ComCiência - Além de ser reflexo de uma situação socialmente determinada, a ficção científica é também determinante dessa realidade?

Rocque - Isso é muito questionável. Muita gente diria que não. Eu não acho que a ficção científica possa mudar a realidade, mas ela pode fazer pensar sobre aquela realidade e levar as pessoas a tomarem novos caminhos. Por exemplo, a escritora Marge Piercy, que imaginou a mãe-máquina no futuro utópico, que liberaria as mulheres e os homens poderiam ser estimulados para amamentar. Quer dizer, homens e mulheres participariam em igualdade da maternação das crianças. Esse livro, Woman on the edge of time, é de 1976. Em 1978, nasce o primeiro bebê de proveta. Lógico que, como não existe a mãe-máquina, o desenvolvimento do embrião se deu no corpo materno. Mas, de qualquer maneira, o fato do embrião ter sido "feito" numa proveta foi uma novidade enorme. A ficção científica já estava prevendo formas alternativas de reprodução. Acho que a ficção tem esse poder profético, porque ela não é feita em cima do nada.

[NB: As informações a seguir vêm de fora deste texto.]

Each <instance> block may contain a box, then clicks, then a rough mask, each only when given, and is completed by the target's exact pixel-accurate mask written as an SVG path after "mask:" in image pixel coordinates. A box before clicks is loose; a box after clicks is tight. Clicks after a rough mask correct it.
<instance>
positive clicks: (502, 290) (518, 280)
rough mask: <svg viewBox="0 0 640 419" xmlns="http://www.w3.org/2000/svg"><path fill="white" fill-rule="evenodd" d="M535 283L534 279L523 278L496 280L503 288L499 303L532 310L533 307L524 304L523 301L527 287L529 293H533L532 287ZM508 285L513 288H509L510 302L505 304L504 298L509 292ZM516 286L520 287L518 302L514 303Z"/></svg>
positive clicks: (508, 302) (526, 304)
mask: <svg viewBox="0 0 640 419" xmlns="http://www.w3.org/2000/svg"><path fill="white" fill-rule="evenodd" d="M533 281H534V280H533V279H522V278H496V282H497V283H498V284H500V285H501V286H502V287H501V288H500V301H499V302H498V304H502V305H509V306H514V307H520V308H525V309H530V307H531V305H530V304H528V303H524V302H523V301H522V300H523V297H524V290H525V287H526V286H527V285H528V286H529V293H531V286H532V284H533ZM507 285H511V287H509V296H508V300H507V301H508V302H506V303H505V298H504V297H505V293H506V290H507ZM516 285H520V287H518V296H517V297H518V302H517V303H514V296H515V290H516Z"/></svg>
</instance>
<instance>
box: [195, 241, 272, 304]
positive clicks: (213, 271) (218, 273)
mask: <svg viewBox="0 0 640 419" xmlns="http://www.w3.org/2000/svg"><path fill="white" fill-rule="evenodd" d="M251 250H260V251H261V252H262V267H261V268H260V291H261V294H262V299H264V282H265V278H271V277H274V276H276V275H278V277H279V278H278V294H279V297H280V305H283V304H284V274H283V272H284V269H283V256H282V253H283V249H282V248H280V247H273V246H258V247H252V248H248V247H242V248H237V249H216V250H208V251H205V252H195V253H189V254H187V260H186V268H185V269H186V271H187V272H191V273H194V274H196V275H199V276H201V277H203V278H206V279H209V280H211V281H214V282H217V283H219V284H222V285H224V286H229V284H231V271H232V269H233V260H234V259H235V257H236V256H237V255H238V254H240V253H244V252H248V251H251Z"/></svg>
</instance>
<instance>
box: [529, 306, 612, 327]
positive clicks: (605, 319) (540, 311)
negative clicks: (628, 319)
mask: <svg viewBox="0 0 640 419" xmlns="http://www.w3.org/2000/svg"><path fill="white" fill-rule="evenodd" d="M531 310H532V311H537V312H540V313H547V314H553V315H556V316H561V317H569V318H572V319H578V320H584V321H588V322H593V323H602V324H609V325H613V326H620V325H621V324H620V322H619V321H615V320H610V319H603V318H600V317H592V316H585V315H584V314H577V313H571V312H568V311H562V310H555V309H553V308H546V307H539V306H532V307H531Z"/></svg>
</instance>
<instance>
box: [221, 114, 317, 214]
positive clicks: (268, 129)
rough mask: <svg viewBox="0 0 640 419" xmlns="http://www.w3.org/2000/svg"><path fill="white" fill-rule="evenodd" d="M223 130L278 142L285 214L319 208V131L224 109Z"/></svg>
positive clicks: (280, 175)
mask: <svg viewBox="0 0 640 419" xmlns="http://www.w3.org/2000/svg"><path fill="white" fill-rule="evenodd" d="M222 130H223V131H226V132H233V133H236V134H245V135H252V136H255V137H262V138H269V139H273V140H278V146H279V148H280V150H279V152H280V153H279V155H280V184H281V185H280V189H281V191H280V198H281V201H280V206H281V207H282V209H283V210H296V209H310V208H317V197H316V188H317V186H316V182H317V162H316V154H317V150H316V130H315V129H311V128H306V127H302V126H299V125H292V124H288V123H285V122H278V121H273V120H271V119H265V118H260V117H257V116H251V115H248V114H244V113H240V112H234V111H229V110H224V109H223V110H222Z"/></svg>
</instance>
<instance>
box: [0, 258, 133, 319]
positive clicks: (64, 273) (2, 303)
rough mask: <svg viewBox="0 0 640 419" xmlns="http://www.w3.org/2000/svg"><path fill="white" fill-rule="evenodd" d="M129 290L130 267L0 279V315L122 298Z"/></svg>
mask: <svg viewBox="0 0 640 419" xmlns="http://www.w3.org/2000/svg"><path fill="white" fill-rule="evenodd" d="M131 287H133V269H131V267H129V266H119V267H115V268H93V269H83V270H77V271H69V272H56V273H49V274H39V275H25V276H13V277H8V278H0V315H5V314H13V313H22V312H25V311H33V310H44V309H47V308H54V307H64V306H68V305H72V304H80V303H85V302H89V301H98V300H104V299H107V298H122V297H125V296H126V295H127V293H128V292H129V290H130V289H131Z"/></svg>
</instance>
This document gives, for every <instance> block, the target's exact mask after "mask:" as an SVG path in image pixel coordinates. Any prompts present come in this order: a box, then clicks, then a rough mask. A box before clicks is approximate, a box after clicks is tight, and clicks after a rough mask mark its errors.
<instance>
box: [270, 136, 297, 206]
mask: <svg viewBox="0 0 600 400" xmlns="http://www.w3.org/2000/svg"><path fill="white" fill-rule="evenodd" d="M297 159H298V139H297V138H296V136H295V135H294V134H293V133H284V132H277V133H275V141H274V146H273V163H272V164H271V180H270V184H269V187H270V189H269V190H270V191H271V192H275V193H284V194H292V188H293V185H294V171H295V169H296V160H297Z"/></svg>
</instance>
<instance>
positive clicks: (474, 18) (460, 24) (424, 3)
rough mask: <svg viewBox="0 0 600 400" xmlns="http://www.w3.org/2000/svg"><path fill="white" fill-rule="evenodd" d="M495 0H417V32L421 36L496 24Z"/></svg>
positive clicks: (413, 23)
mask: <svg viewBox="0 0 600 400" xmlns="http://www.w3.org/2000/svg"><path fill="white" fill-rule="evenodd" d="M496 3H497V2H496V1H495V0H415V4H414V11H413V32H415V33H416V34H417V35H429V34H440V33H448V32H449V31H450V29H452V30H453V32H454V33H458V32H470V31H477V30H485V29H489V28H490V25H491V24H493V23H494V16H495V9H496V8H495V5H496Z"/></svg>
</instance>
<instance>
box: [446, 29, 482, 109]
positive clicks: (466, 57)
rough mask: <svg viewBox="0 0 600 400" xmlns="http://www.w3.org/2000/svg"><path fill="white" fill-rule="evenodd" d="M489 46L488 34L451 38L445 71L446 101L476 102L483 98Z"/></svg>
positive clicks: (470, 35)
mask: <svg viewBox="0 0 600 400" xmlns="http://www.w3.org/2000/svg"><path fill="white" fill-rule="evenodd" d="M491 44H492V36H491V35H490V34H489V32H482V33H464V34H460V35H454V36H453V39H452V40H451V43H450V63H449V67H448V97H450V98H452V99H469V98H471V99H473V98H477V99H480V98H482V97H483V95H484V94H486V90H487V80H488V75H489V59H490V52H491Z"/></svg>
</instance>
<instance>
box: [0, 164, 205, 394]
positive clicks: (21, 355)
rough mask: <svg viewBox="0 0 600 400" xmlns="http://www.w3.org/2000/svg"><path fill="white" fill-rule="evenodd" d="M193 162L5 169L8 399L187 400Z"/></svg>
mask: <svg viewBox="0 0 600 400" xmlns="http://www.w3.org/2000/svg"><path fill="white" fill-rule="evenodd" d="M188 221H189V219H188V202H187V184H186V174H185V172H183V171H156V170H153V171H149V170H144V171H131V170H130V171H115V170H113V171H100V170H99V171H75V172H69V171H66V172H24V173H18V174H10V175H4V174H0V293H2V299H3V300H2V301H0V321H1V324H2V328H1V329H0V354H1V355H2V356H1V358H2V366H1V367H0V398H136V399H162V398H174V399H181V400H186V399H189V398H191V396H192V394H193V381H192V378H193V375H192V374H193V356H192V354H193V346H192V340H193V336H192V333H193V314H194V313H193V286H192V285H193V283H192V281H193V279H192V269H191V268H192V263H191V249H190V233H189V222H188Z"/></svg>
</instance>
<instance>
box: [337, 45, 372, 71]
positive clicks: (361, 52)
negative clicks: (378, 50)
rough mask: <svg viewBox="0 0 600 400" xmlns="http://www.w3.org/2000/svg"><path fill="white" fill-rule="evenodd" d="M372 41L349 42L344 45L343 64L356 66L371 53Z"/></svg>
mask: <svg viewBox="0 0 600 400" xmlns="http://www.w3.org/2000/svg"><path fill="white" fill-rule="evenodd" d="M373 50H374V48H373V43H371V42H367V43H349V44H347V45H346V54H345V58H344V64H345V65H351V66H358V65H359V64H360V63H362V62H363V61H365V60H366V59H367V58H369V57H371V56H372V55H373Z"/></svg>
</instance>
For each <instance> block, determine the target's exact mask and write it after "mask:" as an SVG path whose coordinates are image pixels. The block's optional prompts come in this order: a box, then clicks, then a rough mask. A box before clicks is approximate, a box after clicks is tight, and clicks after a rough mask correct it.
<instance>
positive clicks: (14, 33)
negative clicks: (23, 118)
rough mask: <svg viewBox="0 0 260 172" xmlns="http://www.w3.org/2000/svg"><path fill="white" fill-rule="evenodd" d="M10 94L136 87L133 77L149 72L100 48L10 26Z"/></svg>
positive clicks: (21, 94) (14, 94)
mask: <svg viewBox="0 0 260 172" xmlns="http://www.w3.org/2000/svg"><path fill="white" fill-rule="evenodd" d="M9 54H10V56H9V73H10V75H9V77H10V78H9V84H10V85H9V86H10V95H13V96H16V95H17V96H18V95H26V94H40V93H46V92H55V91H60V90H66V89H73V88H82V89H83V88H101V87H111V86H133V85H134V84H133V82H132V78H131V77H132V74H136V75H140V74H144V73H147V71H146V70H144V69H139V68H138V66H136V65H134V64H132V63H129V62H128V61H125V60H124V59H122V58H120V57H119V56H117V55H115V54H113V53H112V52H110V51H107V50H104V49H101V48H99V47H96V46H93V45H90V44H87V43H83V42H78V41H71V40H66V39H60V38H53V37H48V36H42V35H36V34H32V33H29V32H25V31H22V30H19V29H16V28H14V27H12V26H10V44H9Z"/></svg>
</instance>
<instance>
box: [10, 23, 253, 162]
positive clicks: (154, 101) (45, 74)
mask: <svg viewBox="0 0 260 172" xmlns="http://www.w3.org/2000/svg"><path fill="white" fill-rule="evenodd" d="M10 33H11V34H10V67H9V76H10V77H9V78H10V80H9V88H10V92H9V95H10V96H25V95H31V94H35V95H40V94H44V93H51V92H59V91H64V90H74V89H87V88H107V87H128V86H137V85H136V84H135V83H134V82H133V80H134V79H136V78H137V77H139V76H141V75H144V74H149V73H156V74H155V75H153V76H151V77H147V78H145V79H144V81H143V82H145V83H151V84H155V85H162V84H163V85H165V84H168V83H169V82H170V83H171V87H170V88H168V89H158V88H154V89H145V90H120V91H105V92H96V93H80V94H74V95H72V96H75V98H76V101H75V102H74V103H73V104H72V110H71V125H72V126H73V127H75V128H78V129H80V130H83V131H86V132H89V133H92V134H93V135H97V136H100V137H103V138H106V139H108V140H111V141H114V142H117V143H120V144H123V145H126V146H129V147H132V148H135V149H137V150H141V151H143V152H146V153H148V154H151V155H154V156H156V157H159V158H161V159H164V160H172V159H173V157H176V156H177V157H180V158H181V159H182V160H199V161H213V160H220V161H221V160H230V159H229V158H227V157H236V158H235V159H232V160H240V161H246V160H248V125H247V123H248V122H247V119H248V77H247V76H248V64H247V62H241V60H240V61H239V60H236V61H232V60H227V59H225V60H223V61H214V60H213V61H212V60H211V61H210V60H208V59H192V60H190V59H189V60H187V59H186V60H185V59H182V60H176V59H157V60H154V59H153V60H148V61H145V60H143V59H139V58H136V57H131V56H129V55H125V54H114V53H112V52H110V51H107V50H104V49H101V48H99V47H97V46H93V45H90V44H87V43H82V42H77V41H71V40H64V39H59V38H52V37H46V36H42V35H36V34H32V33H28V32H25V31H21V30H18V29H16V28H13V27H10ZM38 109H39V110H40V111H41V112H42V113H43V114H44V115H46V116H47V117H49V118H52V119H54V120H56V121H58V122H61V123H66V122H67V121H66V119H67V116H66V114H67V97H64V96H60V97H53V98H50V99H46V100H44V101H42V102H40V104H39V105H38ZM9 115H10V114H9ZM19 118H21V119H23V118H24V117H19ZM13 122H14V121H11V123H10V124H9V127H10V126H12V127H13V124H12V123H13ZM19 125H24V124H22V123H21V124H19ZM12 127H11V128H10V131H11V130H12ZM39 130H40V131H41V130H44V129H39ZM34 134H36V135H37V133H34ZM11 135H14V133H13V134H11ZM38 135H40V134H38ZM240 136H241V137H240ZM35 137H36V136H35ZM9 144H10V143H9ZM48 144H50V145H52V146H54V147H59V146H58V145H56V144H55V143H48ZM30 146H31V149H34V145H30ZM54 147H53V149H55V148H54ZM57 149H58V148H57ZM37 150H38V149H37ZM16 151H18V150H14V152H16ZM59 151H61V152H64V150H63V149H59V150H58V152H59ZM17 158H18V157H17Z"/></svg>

ComCiência - O público feminino se interessa por ficção científica?

Rocque - Acredito poder afirmar que o público feminino se interessa sim por obras de ficção científica, principalmente por aquelas de cunho mais sociológico, que podem até conter elementos de ciência hard, mas que lidam principalmente com questões societárias concernentes à mulher, como divisão equânime - ou não - do trabalho extra e intradoméstico, quesitos relativos à maternidade e à maternação, sexualidade em geral etc.

ComCiência - E os homens, eles consomem obras de autoria feminina ou existe preconceito?

Rocque - É difícil generalizar, mas arriscaria dizer que os homens vêm se interessando progressivamente por essas obras escritas por mulheres, pelo menos no mundo acadêmico, embora ainda reste uma certa dose de preconceito, trazido à tona de forma bastante light e jocosa. Penso que a aceitação cada vez maior por parte dos alunos em se especializar em autoras feministas, não só no campo da ficção científica, mas de uma forma geral, espelharia uma tendência geral, que poderia se difundir mais ainda se mais homens tivessem real acesso a essas obras feministas em particular.